Throughout every single family crisis, I grew like a weed, ate like a trencherman and played games of kick the can, hide-and-seek and wall-ball over in Buffery Park. There were beatings and chastisements, but there were also physical acts of love: hugs, pats on the head, laughter, smiles and mountains of food served up every day. There was no absence of love in our house; for the most part, it was unspoken, but we all felt safe within its walls. There was love; I just didn’t know what it looked, felt or smelt like at the time …

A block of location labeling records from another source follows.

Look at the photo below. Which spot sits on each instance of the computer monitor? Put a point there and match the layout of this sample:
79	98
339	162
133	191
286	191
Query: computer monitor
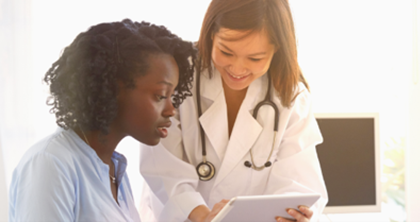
350	161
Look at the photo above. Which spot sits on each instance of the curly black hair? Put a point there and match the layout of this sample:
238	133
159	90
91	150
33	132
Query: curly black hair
84	80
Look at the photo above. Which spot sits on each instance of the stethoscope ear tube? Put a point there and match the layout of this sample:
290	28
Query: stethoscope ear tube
205	169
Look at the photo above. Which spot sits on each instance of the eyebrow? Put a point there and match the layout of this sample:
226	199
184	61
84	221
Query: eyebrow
254	54
164	83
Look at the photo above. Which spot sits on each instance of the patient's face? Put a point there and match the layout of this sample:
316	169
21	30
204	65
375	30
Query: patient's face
144	112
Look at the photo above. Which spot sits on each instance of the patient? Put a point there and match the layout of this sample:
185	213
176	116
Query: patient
115	80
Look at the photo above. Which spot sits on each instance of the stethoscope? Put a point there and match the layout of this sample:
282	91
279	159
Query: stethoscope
206	169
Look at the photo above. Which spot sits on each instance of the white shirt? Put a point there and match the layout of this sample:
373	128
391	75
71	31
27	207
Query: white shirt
61	178
170	167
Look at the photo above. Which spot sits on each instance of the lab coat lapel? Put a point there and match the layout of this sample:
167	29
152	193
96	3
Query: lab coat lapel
245	133
214	119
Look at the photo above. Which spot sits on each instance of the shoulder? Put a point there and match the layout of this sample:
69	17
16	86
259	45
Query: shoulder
302	103
55	150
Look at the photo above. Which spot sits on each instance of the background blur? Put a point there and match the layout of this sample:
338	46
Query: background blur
358	56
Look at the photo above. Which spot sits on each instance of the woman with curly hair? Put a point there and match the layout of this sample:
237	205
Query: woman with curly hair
115	80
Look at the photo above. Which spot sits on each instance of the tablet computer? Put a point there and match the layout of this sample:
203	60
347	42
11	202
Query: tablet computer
263	208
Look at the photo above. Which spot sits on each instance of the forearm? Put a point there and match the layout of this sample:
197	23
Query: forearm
199	213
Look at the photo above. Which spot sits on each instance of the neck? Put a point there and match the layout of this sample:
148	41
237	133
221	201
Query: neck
104	145
234	100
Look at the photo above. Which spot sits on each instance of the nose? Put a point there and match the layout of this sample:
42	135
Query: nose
169	110
237	68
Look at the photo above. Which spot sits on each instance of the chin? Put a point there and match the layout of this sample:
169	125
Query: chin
152	143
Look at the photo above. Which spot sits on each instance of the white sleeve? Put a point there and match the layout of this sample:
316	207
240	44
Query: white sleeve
42	190
297	167
172	180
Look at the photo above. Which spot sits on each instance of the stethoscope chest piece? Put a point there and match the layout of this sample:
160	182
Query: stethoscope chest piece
205	170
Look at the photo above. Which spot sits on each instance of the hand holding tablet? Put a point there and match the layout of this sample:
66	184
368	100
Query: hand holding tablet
263	208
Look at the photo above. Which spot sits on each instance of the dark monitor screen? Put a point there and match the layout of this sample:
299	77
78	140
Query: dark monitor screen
349	160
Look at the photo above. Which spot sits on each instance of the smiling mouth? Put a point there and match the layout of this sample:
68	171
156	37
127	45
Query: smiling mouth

Once the secret of my origin had been revealed, the next few years featured a great deal of guilt and shame on my part. I thought the entire world already knew this big secret, one that I was the last to discover. Whenever I was up in Dudley, the embarrassment of clocking one’s birth father was palpable. Sometimes I’d see him when I was in the park with the Grazebrook Crew. They had no idea why I would suddenly clam up and try to shrink myself down as this black guy came towards me. Bertie had no fear of chatting to me whenever or wherever we met. He might amble out of some pub, see me across the street and yell at the top of his voice, ‘LEN!’ and I’d have to cross the road and say hello to him. He might give me some pocket money … in front of people. I would die. But I think he was only trying to make the best of a cataclysmically bad job.